Cumhurbaşkanı Recep Tayyip Erdoğan, İmam Hatip Okulları Mezunları ve Mensupları Derneği ÖNDER tarafından Sinan Erdem Spor Salonu’nda düzenlediği “İmam Hatip Gençlik Buluşması” programına katıldı. Programda Erdoğan’ın yanı sıra Gençlik ve Spor Bakanı Akif Çağatay Kılıç, Milli Eğitim Bakanı Nabi Avcı, İmam Hatip Okulları Mezunları ve Mensupları Derneği ÖNDER Genel Başkanı Halit Bekiroğlu, ünlü oyuncu Hasan Kaçan katıldı. Program mehteran takımının gösterisi ve ardından Kuran’ı Kerim hilafetiyle başladı. Programda katılımcılar cep telefonlarının flaşlarıyla renkli görüntüler oluşturdu. Salona giren Cumhurbaşkanı Erdoğan, katılımcıları selamlayarak gül dağıttı.
“CANLI BOMBA İLE KENDİNİ PATLATAN SÖZDE MÜSLÜMAN O PATLAMADA ÖLENLER YİNE MÜSLÜMAN”
“Müslümanlar dünyada ciddi sıkıntılarla karşı karşıya” diyen Cumhurbaşkanı Erdoğan, “Bu zulümlerin çoğu Müslümanların kendi kendine yapmasıdır. Allahüekber diyerek öldüren Müslüman. Aynı şekilde Allahüekber diyerek ölen de Müslüman. Canlı bomba ile kendini patlatan sözde Müslüman o patlamada ölenler yine Müslüman. Bu yürek paralayıcı manzara bize şu üç önemli tehlikeye karşı dikkatli olmamız gerektiğini gösteriyor” ifadesini kullandı.

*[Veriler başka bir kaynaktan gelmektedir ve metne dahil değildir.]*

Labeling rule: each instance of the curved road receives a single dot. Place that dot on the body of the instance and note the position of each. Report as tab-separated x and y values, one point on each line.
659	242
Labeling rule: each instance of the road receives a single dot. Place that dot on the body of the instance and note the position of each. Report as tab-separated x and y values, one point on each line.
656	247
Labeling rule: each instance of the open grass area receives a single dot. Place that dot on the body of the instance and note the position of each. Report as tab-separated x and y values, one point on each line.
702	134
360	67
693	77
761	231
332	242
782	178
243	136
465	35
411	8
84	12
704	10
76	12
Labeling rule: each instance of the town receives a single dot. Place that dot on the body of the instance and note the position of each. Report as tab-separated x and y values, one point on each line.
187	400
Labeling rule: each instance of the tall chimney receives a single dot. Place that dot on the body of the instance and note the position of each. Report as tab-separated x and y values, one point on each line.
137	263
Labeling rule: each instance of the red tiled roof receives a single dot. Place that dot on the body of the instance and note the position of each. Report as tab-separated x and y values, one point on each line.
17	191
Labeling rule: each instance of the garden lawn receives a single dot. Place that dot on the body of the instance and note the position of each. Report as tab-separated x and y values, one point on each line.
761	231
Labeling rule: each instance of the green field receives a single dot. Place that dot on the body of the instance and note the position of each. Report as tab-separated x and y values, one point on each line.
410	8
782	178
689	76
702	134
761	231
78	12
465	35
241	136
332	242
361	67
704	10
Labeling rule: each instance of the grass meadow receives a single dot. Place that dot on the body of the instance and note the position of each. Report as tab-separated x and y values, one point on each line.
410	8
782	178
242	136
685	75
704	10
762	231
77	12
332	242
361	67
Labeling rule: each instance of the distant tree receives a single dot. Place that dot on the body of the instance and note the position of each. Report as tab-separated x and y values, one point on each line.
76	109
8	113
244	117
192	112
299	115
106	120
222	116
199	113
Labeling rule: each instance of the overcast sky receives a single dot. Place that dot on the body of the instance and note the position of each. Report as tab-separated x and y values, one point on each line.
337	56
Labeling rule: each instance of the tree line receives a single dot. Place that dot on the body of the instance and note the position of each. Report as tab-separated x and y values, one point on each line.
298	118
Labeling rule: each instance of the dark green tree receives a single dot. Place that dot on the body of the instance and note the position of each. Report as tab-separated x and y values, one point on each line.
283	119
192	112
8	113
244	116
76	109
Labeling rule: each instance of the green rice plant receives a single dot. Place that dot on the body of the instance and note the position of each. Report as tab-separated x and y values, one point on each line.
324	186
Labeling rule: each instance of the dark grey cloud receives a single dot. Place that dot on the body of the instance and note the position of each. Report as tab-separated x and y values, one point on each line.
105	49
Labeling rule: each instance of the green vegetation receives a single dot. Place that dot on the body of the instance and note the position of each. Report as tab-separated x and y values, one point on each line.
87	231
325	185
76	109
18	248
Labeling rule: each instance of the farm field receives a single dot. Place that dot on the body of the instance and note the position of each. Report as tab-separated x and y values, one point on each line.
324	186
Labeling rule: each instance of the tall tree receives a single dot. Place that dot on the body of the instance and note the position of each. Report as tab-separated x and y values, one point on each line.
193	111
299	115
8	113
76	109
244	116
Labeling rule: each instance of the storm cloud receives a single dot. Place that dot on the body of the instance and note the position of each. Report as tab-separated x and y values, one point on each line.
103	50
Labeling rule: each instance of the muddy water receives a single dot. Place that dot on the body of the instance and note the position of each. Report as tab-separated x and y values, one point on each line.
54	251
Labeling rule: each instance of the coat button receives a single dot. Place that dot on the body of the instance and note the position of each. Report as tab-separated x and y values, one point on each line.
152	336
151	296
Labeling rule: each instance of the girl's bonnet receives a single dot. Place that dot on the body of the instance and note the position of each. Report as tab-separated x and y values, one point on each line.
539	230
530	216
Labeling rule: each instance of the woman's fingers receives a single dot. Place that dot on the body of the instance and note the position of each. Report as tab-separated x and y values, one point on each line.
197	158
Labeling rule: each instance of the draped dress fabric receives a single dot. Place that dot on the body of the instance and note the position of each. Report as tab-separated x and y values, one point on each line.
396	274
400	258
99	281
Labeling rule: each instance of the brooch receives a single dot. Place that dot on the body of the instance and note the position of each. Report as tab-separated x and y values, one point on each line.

Müslümanların başında 3 fitnenin olduğunu vurgulayan Erdoğan, “Şu anda İslam İşbirliği Teşkilatı’nın dönem başkanıyız. Oradaki konuşmamda da söylemiştim, 3 fitne var. Bir mezhepçilik. Mezhepçilik fitnesi İslam dünyasının içinde bizi ciddi manada yaralıyor. Şia mezhep olmaktan çıkmış adeta din gibi değerlendiriliyor. Aynı şekilde Sünnilik bazı yerlerde adeta din gibi değerlendiriliyor. Bizim bu mezheplerin üstünde bir dinimiz var; İslam. İslam’dan başka bir şey tanımıyoruz. Müslüman olduğumuza göre Suriye’de 500 bini aşkın Müslümanı öldüren devlet terörü estiren bir Esed’e sahip olan acaba ne adına sahip oluyor? Bunu din ile ikrar edip, kalp ile tasdik eden kişinin taşıdığı diğer sıfatlarının bir önemi olabilir mi? Bizim Şiilik diye Sünnilik, şu cemaat, bu tarikat diye bir dinimiz var mı? Elbette hayır. Öyleyse bu kinin, düşmanlığın sebebi ne? Niçin mezhep aidiyetimiz Müslüman kimliğimizin önüne geçiyor. İkinci fitne ırkçılık, kavmiyetçilik, asabiye fitnesidir. Peygamber efendimizin özellikle yasakladığı ırkçılık fitnesinin aradan geçen asırlara rağmen hala etkili olduğun görüyoruz. İnsanların tenlerinin, renkleri, konuştukları dil gibi sebeplerle ayrımcılığa maruz bırakan herkes ırkçılık illetinden muzdariptir. Ne Arap’ın Arap olmayana, ne Arap olmayanın Arap’a üstünlüğü yoktur. Üstünlük takva ile olur. Üçüncü fitne terördür” diye konuştu.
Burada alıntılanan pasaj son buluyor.